Probabilistic modeling of domestic ferry accident causes in Kenya's Likoni ferry route using fuzzy Bayesian network


Wamugi J. W., Camliyurt G., ŞAKAR C., Park S., Park Y., AYDIN M., ...Daha Fazla

OCEAN ENGINEERING, cilt.340, 2025 (SCI-Expanded) identifier

  • Yayın Türü: Makale / Tam Makale
  • Cilt numarası: 340
  • Basım Tarihi: 2025
  • Doi Numarası: 10.1016/j.oceaneng.2025.122388
  • Dergi Adı: OCEAN ENGINEERING
  • Derginin Tarandığı İndeksler: Science Citation Index Expanded (SCI-EXPANDED), Scopus, Academic Search Premier, PASCAL, Aerospace Database, Applied Science & Technology Source, Aquatic Science & Fisheries Abstracts (ASFA), Communication Abstracts, Compendex, Computer & Applied Sciences, Environment Index, ICONDA Bibliographic, INSPEC, Metadex, Civil Engineering Abstracts
  • Recep Tayyip Erdoğan Üniversitesi Adresli: Evet

Özet

Enhancing the reliability of Kenya's domestic ferry transportation system is crucial for mitigating safety-critical risks.

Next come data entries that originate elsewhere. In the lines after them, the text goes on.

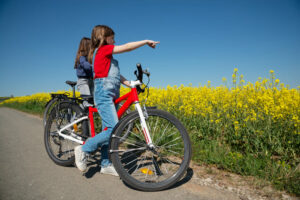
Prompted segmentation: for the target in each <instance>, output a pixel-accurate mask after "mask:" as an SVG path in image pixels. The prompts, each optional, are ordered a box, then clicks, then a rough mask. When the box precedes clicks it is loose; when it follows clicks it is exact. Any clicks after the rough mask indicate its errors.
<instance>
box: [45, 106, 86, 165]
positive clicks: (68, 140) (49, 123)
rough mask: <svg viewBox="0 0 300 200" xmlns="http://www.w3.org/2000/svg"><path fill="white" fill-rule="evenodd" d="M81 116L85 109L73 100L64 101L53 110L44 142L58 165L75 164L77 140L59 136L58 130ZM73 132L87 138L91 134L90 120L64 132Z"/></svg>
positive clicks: (52, 109)
mask: <svg viewBox="0 0 300 200" xmlns="http://www.w3.org/2000/svg"><path fill="white" fill-rule="evenodd" d="M81 116H83V110H82V109H81V108H80V107H79V105H77V104H75V103H71V102H62V103H60V104H59V105H58V108H55V109H52V110H51V113H50V116H49V118H48V120H47V123H46V126H45V130H44V143H45V148H46V151H47V153H48V155H49V157H50V158H51V160H52V161H53V162H54V163H56V164H57V165H60V166H70V165H73V164H74V161H75V157H74V147H75V146H77V145H78V143H76V142H72V141H70V140H67V139H64V138H63V137H61V136H59V135H58V133H57V130H58V129H61V128H62V127H64V126H65V125H67V124H69V123H70V122H72V121H74V120H76V119H78V118H79V117H81ZM71 133H72V134H76V135H77V136H82V137H84V138H87V137H88V136H89V126H88V120H83V121H81V122H79V123H77V124H76V126H72V127H71V128H69V129H67V130H65V131H64V134H68V135H71ZM57 148H58V149H57Z"/></svg>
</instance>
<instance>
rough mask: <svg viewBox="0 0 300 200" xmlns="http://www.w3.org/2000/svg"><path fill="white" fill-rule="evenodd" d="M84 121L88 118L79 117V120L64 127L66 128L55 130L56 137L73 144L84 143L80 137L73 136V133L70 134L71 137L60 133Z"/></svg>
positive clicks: (87, 117)
mask: <svg viewBox="0 0 300 200" xmlns="http://www.w3.org/2000/svg"><path fill="white" fill-rule="evenodd" d="M85 119H88V116H84V117H81V118H79V119H77V120H75V121H73V122H72V123H70V124H68V125H66V126H65V127H63V128H62V129H60V130H57V132H58V135H59V136H61V137H63V138H64V139H68V140H71V141H73V142H77V143H79V144H83V143H84V141H83V140H81V137H80V136H77V135H75V134H73V133H71V136H70V135H66V134H64V133H62V132H63V131H64V130H66V129H68V128H71V127H72V126H73V125H75V124H77V123H78V122H81V121H83V120H85Z"/></svg>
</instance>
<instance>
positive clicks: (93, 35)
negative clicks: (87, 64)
mask: <svg viewBox="0 0 300 200" xmlns="http://www.w3.org/2000/svg"><path fill="white" fill-rule="evenodd" d="M114 34H115V33H114V31H113V30H112V29H111V28H110V27H108V26H105V25H98V26H95V27H94V28H93V30H92V35H91V48H90V51H89V55H88V61H89V63H92V62H93V55H94V52H95V49H96V48H100V47H101V46H102V45H106V38H107V37H109V36H111V35H114Z"/></svg>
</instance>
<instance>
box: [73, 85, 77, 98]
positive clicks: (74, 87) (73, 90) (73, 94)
mask: <svg viewBox="0 0 300 200" xmlns="http://www.w3.org/2000/svg"><path fill="white" fill-rule="evenodd" d="M72 88H73V98H75V97H76V96H75V85H73V86H72Z"/></svg>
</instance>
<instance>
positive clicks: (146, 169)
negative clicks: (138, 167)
mask: <svg viewBox="0 0 300 200" xmlns="http://www.w3.org/2000/svg"><path fill="white" fill-rule="evenodd" d="M140 171H141V172H142V173H143V174H148V175H152V174H153V171H152V170H150V169H148V168H141V169H140Z"/></svg>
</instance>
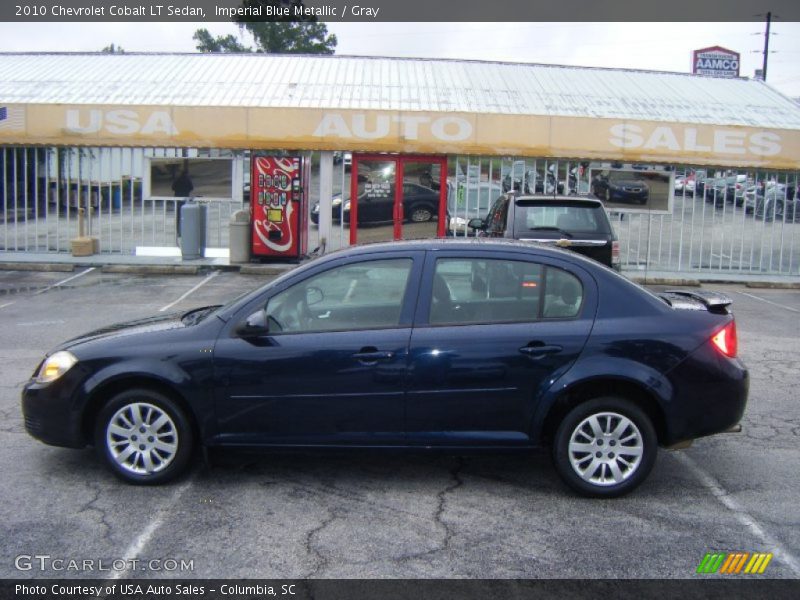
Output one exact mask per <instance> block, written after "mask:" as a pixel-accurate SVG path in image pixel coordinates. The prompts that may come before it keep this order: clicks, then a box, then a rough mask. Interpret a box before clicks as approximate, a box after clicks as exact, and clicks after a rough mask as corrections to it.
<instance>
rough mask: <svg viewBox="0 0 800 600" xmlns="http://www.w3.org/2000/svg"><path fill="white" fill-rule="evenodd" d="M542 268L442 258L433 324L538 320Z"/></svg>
mask: <svg viewBox="0 0 800 600" xmlns="http://www.w3.org/2000/svg"><path fill="white" fill-rule="evenodd" d="M541 283H542V266H541V265H538V264H535V263H529V262H523V261H514V260H497V259H490V260H484V259H460V258H458V259H456V258H442V259H439V260H437V261H436V271H435V274H434V276H433V290H432V298H431V310H430V323H431V324H432V325H458V324H464V323H509V322H512V323H513V322H526V321H535V320H536V319H538V318H539V305H540V296H541Z"/></svg>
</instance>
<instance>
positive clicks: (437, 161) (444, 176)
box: [342, 152, 447, 245]
mask: <svg viewBox="0 0 800 600" xmlns="http://www.w3.org/2000/svg"><path fill="white" fill-rule="evenodd" d="M366 160H374V161H384V162H389V161H391V162H394V164H395V171H394V173H395V182H394V183H395V190H394V210H393V213H392V217H393V220H394V239H395V240H400V239H402V238H403V179H404V175H405V164H406V163H436V164H439V179H440V181H439V217H438V222H437V225H436V235H437V237H444V235H445V226H446V223H445V216H446V213H447V157H446V156H440V155H438V156H437V155H421V154H358V153H355V152H354V153H353V159H352V165H351V167H350V244H351V245H355V244H356V243H357V241H358V239H357V238H358V234H357V231H358V163H359V162H360V161H366ZM342 213H344V203H342Z"/></svg>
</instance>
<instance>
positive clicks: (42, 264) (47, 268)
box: [0, 262, 75, 273]
mask: <svg viewBox="0 0 800 600" xmlns="http://www.w3.org/2000/svg"><path fill="white" fill-rule="evenodd" d="M74 270H75V265H73V264H71V263H6V262H0V271H39V272H43V273H44V272H46V273H72V271H74Z"/></svg>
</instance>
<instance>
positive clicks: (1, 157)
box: [0, 147, 244, 254]
mask: <svg viewBox="0 0 800 600" xmlns="http://www.w3.org/2000/svg"><path fill="white" fill-rule="evenodd" d="M214 152H215V153H217V154H218V153H219V151H214ZM223 152H224V151H223ZM211 153H212V152H211V151H203V150H197V149H181V148H171V149H170V148H96V147H81V148H55V147H54V148H39V147H4V148H0V206H1V207H2V214H0V251H13V252H20V251H25V252H56V253H57V252H70V248H71V246H70V243H71V240H72V239H74V238H76V237H78V236H79V235H84V236H93V237H96V238H98V239H99V247H100V252H101V253H112V254H113V253H116V254H136V253H137V251H140V250H141V249H142V248H170V247H176V239H177V224H176V220H177V214H178V210H179V206H180V204H181V203H182V202H183V201H184V200H185V199H183V198H154V197H149V196H148V195H146V194H145V193H144V192H145V187H146V186H145V183H146V181H147V173H146V169H147V165H148V159H151V158H159V157H160V158H163V157H175V158H183V157H186V158H190V157H198V156H201V157H202V156H206V155H209V154H211ZM229 154H230V155H231V156H234V155H233V154H232V153H229ZM240 163H241V164H243V161H241V160H240V161H239V163H236V164H240ZM243 178H244V175H243V174H242V176H241V177H240V178H239V179H238V180H237V181H241V180H243ZM231 195H232V196H234V197H233V198H231V199H229V200H219V199H215V200H213V201H209V202H207V203H206V204H207V210H208V212H207V231H206V240H207V242H206V245H207V246H209V247H220V248H227V247H228V224H229V220H230V217H231V214H232V213H233V212H234V211H235V210H238V209H241V208H242V194H241V187H240V188H238V190H237V189H236V188H232V193H231ZM237 196H238V197H237ZM197 200H199V201H202V200H203V199H202V198H197Z"/></svg>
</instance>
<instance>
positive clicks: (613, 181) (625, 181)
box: [591, 171, 650, 204]
mask: <svg viewBox="0 0 800 600" xmlns="http://www.w3.org/2000/svg"><path fill="white" fill-rule="evenodd" d="M636 177H638V175H635V174H633V173H631V174H627V173H617V172H613V171H612V172H611V173H610V174H608V175H604V174H602V173H600V174H598V175H597V176H596V177H595V178H594V179H593V180H592V184H591V191H592V194H594V195H595V197H597V198H599V199H601V200H604V201H605V202H606V203H608V202H625V203H635V204H645V203H647V200H648V199H649V198H650V188H649V187H648V186H647V184H646V183H645V182H644V181H643V180H642V179H637V178H636Z"/></svg>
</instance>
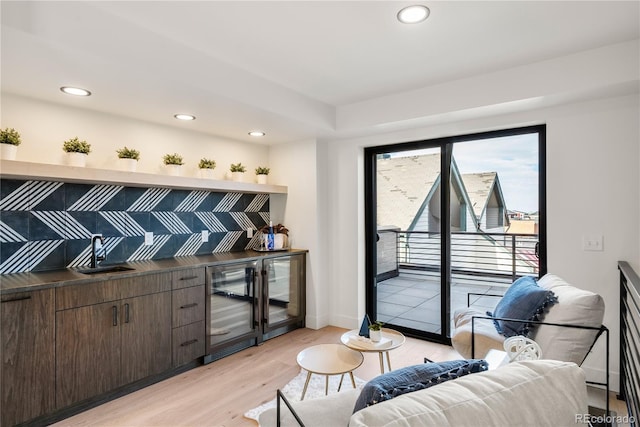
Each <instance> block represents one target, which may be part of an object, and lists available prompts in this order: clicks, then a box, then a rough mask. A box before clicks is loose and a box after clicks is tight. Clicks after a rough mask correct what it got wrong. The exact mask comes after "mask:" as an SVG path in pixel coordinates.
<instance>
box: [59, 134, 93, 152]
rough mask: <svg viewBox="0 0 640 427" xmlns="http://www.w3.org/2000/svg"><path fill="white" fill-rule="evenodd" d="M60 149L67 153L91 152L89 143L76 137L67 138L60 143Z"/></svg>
mask: <svg viewBox="0 0 640 427" xmlns="http://www.w3.org/2000/svg"><path fill="white" fill-rule="evenodd" d="M62 149H63V150H64V151H65V152H67V153H82V154H89V153H90V152H91V144H89V143H88V142H87V141H80V140H79V139H78V137H75V138H72V139H69V140H67V141H65V142H64V143H63V144H62Z"/></svg>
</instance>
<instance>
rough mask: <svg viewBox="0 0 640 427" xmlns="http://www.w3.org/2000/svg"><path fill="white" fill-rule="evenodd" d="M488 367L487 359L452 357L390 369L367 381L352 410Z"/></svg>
mask: <svg viewBox="0 0 640 427" xmlns="http://www.w3.org/2000/svg"><path fill="white" fill-rule="evenodd" d="M487 368H488V364H487V362H486V361H484V360H451V361H448V362H442V363H424V364H421V365H414V366H407V367H405V368H401V369H397V370H395V371H391V372H387V373H386V374H382V375H379V376H377V377H375V378H374V379H372V380H371V381H369V382H368V383H366V384H365V386H364V387H363V389H362V391H361V392H360V396H359V397H358V400H356V403H355V406H354V408H353V412H356V411H359V410H361V409H363V408H366V407H367V406H371V405H375V404H376V403H380V402H384V401H386V400H390V399H393V398H394V397H397V396H400V395H402V394H405V393H411V392H414V391H417V390H422V389H425V388H428V387H432V386H434V385H436V384H440V383H443V382H445V381H448V380H452V379H456V378H459V377H461V376H464V375H467V374H471V373H475V372H480V371H486V370H487Z"/></svg>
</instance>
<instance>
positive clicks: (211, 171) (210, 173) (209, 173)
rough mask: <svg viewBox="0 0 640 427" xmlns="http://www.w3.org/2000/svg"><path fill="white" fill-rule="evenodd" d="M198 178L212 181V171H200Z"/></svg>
mask: <svg viewBox="0 0 640 427" xmlns="http://www.w3.org/2000/svg"><path fill="white" fill-rule="evenodd" d="M200 178H204V179H213V169H206V168H205V169H200Z"/></svg>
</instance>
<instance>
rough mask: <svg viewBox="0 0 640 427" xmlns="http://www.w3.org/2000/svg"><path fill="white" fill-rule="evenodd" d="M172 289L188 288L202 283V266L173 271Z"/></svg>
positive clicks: (204, 272) (203, 270)
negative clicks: (194, 267)
mask: <svg viewBox="0 0 640 427" xmlns="http://www.w3.org/2000/svg"><path fill="white" fill-rule="evenodd" d="M172 282H173V289H182V288H188V287H190V286H198V285H204V282H205V271H204V267H196V268H187V269H185V270H179V271H174V272H173V277H172Z"/></svg>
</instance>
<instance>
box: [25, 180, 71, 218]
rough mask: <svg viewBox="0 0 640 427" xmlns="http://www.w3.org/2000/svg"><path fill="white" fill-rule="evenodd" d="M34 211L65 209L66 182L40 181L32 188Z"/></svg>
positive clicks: (31, 192)
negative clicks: (52, 181)
mask: <svg viewBox="0 0 640 427" xmlns="http://www.w3.org/2000/svg"><path fill="white" fill-rule="evenodd" d="M30 205H31V210H32V211H64V210H65V184H62V185H61V183H58V182H48V181H38V182H37V183H36V184H35V185H34V187H33V188H32V190H31V203H30Z"/></svg>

This helps safeguard the lives of a daily average of 150,000 passengers and 5800 motorists who rely on ferry transport in the Mombasa channel. This study utilizes causal probabilistic modeling through a fuzzy Bayesian network approach to assess the risks associated with 18 causal factors and their 11 interdependencies. These risk factors were extracted from historical ferry accidents in the Likoni ferry route using the grounded theory approach. The developed Bayesian network model calculated a risk value indicating a 39.1 % probability of ferry accidents. Propulsion System Failure was identified as the most critical causal factor, with a fuzzy possibility score (FPS) of 0.423. Forward predictive reasoning demonstrated that implementing risk-reduction measures could lower the likelihood of ferry accidents to 21.2 %. Additionally, backward diagnostic reasoning pinpointed the two most critical causes: inadequate crew competence and propulsion system failure. The model was validated using sensitivity analysis and three-axiom validation approach, underscoring its capability to evaluate the influence of causal factors.